The registered managers identified in this report are no longer the registered managers of the service. We were advised that the provider had submitted an application to remove them from our records.

8 January 2013

During a routine inspection

We spoke with three people who use the service and all were pleased with the care they received. They were also complimentary of the housing service and the range of leisure activities provided within the service. The enclosed garden meant people could enjoy the facilities while feeling safe. Senior care staff were based at the service and when the manager was at other locations were available by phone for support. The Scheme Co-ordinator responsible for the housing management was based at the service.

21 February 2012

During a routine inspection

We had the opportunity to talk with three of the people who use the agency. All of the people we spoke with were happy with the care they received. They told us that they were supported in the way they wanted to be and were able to make their own minds up about the decisions they took regarding their care. They were complimentary about the people who supported them.

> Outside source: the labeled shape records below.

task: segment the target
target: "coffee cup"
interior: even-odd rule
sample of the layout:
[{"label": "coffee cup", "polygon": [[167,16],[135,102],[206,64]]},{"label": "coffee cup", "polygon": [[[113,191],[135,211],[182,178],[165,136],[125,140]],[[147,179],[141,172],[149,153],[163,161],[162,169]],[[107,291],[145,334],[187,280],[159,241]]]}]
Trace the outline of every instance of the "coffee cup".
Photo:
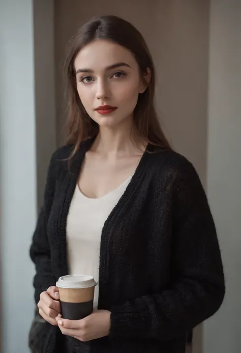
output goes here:
[{"label": "coffee cup", "polygon": [[61,314],[64,319],[80,320],[93,311],[95,287],[93,277],[69,275],[59,277],[56,283],[59,293]]}]

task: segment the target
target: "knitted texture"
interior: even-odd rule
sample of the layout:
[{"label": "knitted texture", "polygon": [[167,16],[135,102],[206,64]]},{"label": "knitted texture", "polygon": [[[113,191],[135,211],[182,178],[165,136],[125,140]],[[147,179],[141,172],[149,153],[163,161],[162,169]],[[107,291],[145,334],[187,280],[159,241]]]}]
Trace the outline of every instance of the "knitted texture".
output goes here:
[{"label": "knitted texture", "polygon": [[[64,159],[71,146],[52,157],[30,250],[36,303],[68,274],[67,218],[92,142],[81,145],[70,165]],[[111,312],[111,329],[91,342],[91,353],[184,353],[188,332],[223,300],[218,238],[195,169],[175,152],[147,150],[102,230],[98,308]],[[44,353],[56,351],[57,337],[53,331]]]}]

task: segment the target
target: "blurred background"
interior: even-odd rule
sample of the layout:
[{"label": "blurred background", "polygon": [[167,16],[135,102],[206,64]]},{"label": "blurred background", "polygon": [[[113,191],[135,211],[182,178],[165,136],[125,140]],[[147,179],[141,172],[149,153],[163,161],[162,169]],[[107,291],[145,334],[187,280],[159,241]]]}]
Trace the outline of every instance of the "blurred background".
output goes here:
[{"label": "blurred background", "polygon": [[49,158],[64,143],[66,44],[95,15],[141,32],[156,103],[196,167],[216,222],[224,302],[194,331],[193,353],[241,351],[241,1],[0,0],[1,351],[26,353],[35,306],[28,249]]}]

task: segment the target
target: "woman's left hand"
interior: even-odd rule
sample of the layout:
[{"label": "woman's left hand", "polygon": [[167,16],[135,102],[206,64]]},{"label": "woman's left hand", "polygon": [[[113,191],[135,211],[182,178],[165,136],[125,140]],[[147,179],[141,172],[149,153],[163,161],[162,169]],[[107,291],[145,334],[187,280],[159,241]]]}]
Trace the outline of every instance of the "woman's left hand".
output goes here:
[{"label": "woman's left hand", "polygon": [[101,338],[109,335],[110,311],[96,310],[81,320],[56,318],[63,335],[71,336],[82,342]]}]

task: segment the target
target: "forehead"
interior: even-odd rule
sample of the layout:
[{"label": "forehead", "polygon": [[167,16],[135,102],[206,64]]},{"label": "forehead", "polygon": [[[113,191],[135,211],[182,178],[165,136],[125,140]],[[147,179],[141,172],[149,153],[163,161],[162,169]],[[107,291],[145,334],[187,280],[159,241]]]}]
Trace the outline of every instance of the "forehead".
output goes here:
[{"label": "forehead", "polygon": [[102,70],[119,62],[125,62],[132,68],[138,67],[133,54],[127,49],[111,41],[98,40],[85,45],[78,52],[75,68]]}]

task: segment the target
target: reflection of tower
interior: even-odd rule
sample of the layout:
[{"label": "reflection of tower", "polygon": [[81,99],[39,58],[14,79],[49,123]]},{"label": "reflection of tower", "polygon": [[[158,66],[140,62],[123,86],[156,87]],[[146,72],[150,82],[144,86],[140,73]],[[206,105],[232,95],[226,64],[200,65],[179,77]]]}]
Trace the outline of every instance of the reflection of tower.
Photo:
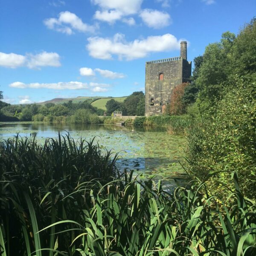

However, all the people we talked to said that they were uneasy about the changes the organisation was planning to make around the management of the service. The organisation, Orbit Group Limited, has replaced the individual managers from each of their three extra care services with one manager who will manage all three services. They have trained staff within each service to act as seniors who will run the shift and liaise with the manager, who will be contactable and intends to spend time in each service throughout the week.